Quoique d'un esprit peu insinuant, le cardinal Fesch avait su pénétrer, par la crainte et les largesses, dans le secret de plus d'un personnage de la cour romaine, et connaissait assez exactement les objections et leurs auteurs. Il manda tout à Paris, pour que l'Empereur fût parfaitement instruit; et, cependant, ne sachant pas à quel point le Pape désirait se soustraire, par des conditions inacceptables, à ce qu'on exigeait de lui, il fit espérer le succès plus qu'il n'y avait lieu de l'espérer dans le moment, ajoutant toutefois qu'il fallait pour réussir donner au Saint-Siége des promesses et des explications entièrement satisfaisantes.

Embarras du cardinal Caprara entre la cour de Rome qui veut refuser, et la cour de France qui ne semble pas douter d'une réponse favorable.

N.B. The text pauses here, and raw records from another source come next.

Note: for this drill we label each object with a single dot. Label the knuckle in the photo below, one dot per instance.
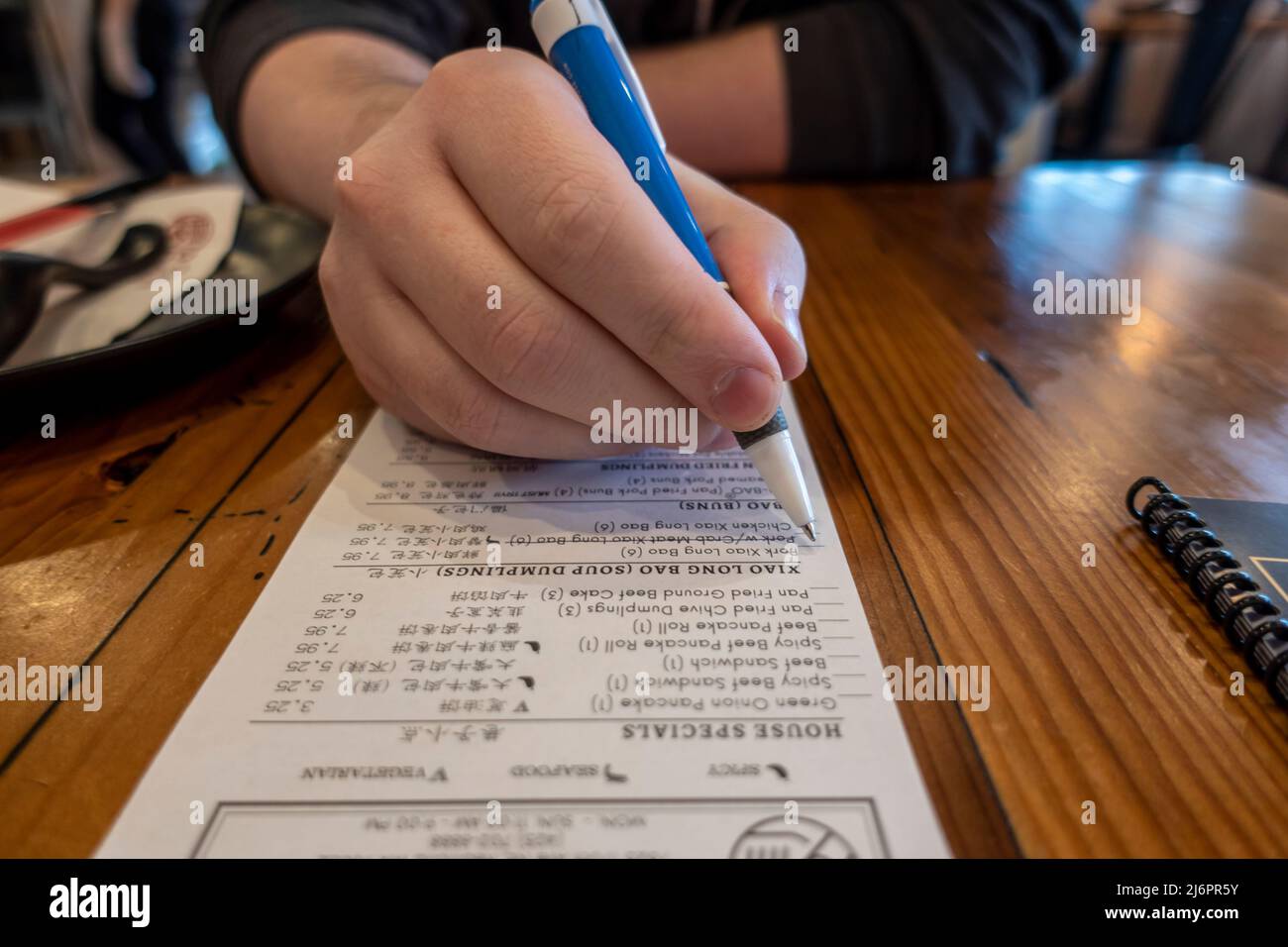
(329, 272)
(671, 325)
(472, 415)
(576, 217)
(524, 346)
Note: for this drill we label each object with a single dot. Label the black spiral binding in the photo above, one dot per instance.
(1233, 598)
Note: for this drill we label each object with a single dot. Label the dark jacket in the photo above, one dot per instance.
(876, 86)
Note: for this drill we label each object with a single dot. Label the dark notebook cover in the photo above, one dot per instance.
(1257, 535)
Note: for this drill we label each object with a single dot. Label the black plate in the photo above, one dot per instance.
(275, 245)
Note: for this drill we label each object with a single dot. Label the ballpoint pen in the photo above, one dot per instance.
(580, 42)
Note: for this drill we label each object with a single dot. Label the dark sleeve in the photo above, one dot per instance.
(237, 33)
(884, 86)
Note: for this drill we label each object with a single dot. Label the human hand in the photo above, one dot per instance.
(490, 185)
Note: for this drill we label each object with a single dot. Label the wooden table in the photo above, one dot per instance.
(1108, 684)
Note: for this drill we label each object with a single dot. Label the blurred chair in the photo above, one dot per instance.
(1211, 35)
(35, 94)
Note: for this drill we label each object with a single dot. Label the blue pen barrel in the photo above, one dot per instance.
(585, 58)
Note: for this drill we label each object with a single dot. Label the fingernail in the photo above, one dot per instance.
(745, 398)
(793, 322)
(790, 317)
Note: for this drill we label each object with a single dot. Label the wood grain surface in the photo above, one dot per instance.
(1109, 684)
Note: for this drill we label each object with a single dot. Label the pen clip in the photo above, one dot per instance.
(632, 81)
(554, 18)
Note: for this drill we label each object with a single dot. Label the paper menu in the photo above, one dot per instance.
(473, 656)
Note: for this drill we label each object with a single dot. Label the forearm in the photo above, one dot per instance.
(312, 101)
(721, 102)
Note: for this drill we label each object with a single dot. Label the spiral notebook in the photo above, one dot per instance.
(1234, 557)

Ces communications, transmises à Paris, embarrassèrent cruellement le cardinal Caprara, car on les prit pour un consentement qui ne dépendait plus que de quelques explications à donner, et on se tint pour assuré de la venue du Pape en France. Le cardinal Caprara, qui connaissait les vraies dispositions de sa cour, et qui n'osait les dire, était tremblant et confus. L'impératrice Joséphine tenait, plus que Napoléon lui même, au sacre qui lui semblait le pardon du ciel pour un acte d'usurpation. Aussi reçut-elle à Saint-Cloud le cardinal Caprara, en lui prodiguant les attentions les plus aimables. De son côté, Napoléon lui témoigna sa vive satisfaction, et tous deux lui dirent qu'ils considéraient la chose comme arrangée; que le Pape serait reçu à Paris avec les honneurs dus au chef de l'Église universelle, et que la religion recueillerait de son voyage des biens infinis. Napoléon, sans tout savoir, se doutant néanmoins d'une partie des secrets désirs de la cour romaine, évita de se laisser aborder par le cardinal Caprara, de peur qu'il ne lui demandât des choses ou tout à fait impossibles, comme la révocation des articles organiques, ou actuellement très-difficiles, comme la restitution des Légations. Le cardinal fut donc doublement embarrassé, et des espérances trop facilement conçues à Paris, et de la difficulté d'aborder Napoléon, pour en obtenir des paroles capables de décider sa cour.